This week, 'Therapy Begins with Tea' steeps on boundaries -- what they are and what they're not -- and offers an exercise to help you better understand your current relationship to boundaries.
Therapy Begins with Tea is a weekly newsletter based on the themes that come up in my sessions as a therapist who specializes in imposter syndrome, attachment styles in romantic relationships, and our psychological relationships with money. Each week consists of a 'steep' in thought reflection, an accompanying body based check-in, and tea card intentions for the week to come.
'Steep' in Thought (3-5 min)
Boundaries: What are they?
We hear the word a lot -- on social media, in self-help books, with friends, from therapists. We hear that boundaries are important, but we're rarely ever taught what they actually are, let alone how to navigate them. So let's start to break it down.
Boundaries are the limits of the behaviors we accept from people we're relating to so that these relationships can stay fulfilling, healthy, and safe for us. They are our own rules of engagement. We can have internal boundaries and ones that we communicate.
I feel most comfortable meeting in social spaces while I'm getting to know this new person I'm interested in.
'Thank you for inviting me. I'm not up for it tonight, but are you free this weekend to get a meal together? I would love to see you.'
'I want to be able to talk to each other directly when we're upset rather than letting it build up or hearing about it from someone else.'
MisconceptionS & MYTHS
The biggest misconception about boundaries is that they lead to more distance than to closeness. We tend to think of boundaries like lines in the sand, with you on one side, them on the other. But boundaries are meant to help us connect, not keep people at arms' length.

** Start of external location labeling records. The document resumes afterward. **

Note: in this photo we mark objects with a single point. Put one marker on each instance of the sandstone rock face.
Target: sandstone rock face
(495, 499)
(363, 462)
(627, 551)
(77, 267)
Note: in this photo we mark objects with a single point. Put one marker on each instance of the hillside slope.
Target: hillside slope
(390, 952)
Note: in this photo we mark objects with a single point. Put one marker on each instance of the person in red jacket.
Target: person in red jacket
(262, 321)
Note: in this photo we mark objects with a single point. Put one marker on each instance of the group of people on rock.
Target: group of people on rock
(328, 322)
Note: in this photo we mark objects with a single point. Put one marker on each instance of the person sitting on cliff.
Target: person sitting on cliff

Let's use the visual of a playground, for example. Playgrounds are just that -- a space for kids to play & connect with each other. Playgrounds have some sort of physical boundary to them, be it sand, a gated fence, a brick wall, something to demarcate the space and keep out whoever is not meant to be there (random animals, adults not accompanying children, etc.). The boundary allows anyone permitted inside to connect safely and happily. That's how boundaries can work for us too. Look back at the boundary examples above -- see how they set the terms of engagement in an effort to nurture connection.
Another myth about boundaries is that they dictate other people's behavior, whereas, in reality, they are meant to dictate our responses to other people's behavior. We can include requests on how we'd like people to respect our boundaries, but it's ultimately on us to make them, communicate them, and enforce them. I'll go into that more next week, but try out the full body check-in below to better understand your current relationship with boundaries.

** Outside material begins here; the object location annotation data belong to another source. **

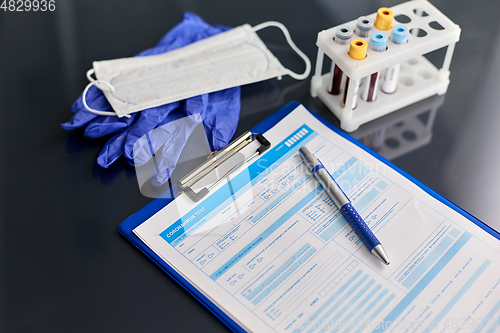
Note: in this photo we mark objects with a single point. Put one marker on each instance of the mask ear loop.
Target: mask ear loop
(84, 95)
(292, 45)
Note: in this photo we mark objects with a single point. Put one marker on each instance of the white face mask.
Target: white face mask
(229, 59)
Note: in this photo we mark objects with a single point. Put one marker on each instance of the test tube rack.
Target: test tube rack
(418, 79)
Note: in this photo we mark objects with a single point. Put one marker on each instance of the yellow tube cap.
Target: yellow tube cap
(384, 19)
(357, 50)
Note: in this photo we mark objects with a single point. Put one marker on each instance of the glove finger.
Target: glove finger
(180, 132)
(103, 126)
(146, 122)
(221, 117)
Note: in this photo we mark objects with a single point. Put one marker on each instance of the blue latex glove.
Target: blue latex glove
(220, 112)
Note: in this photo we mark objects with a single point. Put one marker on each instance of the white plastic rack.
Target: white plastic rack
(418, 79)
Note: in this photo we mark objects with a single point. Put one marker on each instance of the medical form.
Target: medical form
(271, 249)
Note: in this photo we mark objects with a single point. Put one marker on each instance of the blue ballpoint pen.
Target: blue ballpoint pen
(344, 204)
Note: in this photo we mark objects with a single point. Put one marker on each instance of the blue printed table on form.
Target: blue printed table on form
(276, 254)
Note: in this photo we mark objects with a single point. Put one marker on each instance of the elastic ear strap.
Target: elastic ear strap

Full Body Check-In (2-4 min)
Get into your cycle of breath. In through the nose, hold. Out through the mouth in a sigh. Repeat. Notice the sensation of the air filling your body as you inhale. Observe how your body adjusts on the exhale. Get deeper into the breath.

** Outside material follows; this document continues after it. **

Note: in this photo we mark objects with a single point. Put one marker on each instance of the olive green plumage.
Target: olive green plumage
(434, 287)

What comes to mind when you think of the word 'boundary'? Be still and observe what happens.
Are they words, images, emotions, sensations? Where do you feel them in your body right now? Is it more positive or negative? Observe.
Does it feel more like separation or connection?
If you'd like to go deeper, ask your body to imagine your boundaries as a playground. What does your playground look like? Is it empty or full? Are there others there with you? Are they inside or outside the playground? Does the playground have an outside perimeter? Are there doors or is it walled off?
What are you learning about the way you view boundaries?